Horace Walpole in a letter to Sir H. Mann (1 Sep. 1750) tells a similar tale. “They have put in the papers a good story made on White’s; a man dropped down dead at the door, was carried in; the club immediately made bets whether he was dead or not, and when they were going to bleed him, the wagerers for his death interposed, and said it would affect the fairness of the bet.” But there is no such bet mentioned in White’s betting book.
They even betted in the House of Commons. In the course of a debate Mr Pulteney charged Sir Robert Walpole with misquoting Horace; the prime minister replied by offering to bet that he had not done so, and the wager was accepted. The clerk of the House was called upon to decide the question, and declared Pulteney right; upon which Sir Robert threw a guinea across the House, to be picked up by his opponent, with the remark that it was the first public money he had touched for a long time.

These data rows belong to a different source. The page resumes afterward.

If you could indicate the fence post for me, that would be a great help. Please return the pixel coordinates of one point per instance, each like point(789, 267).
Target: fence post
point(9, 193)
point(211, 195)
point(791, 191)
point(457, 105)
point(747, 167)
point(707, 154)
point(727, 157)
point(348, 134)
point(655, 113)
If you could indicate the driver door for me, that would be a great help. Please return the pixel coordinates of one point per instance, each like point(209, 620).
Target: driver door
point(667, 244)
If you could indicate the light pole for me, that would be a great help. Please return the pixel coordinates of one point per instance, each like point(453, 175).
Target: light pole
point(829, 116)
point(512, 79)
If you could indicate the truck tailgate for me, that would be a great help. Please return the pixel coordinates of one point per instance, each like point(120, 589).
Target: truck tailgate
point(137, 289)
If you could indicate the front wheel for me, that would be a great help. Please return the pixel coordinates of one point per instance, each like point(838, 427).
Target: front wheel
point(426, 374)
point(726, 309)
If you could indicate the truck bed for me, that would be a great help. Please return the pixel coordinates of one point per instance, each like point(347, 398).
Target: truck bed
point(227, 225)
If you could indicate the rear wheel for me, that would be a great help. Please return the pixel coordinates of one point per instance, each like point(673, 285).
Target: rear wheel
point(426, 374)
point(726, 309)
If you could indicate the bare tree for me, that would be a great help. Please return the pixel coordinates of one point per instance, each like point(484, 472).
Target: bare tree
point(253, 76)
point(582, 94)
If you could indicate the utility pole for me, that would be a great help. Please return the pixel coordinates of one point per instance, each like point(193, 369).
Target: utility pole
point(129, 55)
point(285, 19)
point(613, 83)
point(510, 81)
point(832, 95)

Brookes’ betting book has C. J. Fox’s name frequently. In 1744 he bet Lord Northington that he would be called to the Bar within four years time. In 1755, he received one guinea from Lord Bolingbroke, upon condition of paying him a thousand pounds when the debts of the country amounted to a hundred and seventy-one millions; an event Fox lived to see come to pass.

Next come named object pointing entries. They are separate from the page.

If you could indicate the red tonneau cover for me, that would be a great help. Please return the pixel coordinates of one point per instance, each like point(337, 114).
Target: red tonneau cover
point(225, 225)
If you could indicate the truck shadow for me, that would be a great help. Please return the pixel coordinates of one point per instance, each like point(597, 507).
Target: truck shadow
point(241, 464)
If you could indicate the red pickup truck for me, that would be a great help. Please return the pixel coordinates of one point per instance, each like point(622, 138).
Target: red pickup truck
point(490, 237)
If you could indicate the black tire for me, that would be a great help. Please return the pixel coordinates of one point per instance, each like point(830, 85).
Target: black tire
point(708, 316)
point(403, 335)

In the Connoisseur of 9th May 1754 is an article on the prevalence of wagers. It says: “Tho’ most of our follies are imported from France, this had its rise and progress entirely in England. In the last illness of Louis XIV. Lord Stair laid a wager on his death; and we may guess what the French thought of it, from the manner in which Voltaire mentions it, in his Siècle de Louis XIV. ‘Le roi fut attaqué vers le milieu du mois d’Août. Le Comte de Stair, ambassadeur d’Angleterre paria, selon le génie de sa nation, que le roi ne passeroit pas le mois de Septembre.’ ‘The King,’ says he, ‘was taken ill about the middle of August; when Lord Stair, the Ambassador from England, betted according to the custom of his nation, that the king would not live beyond September.’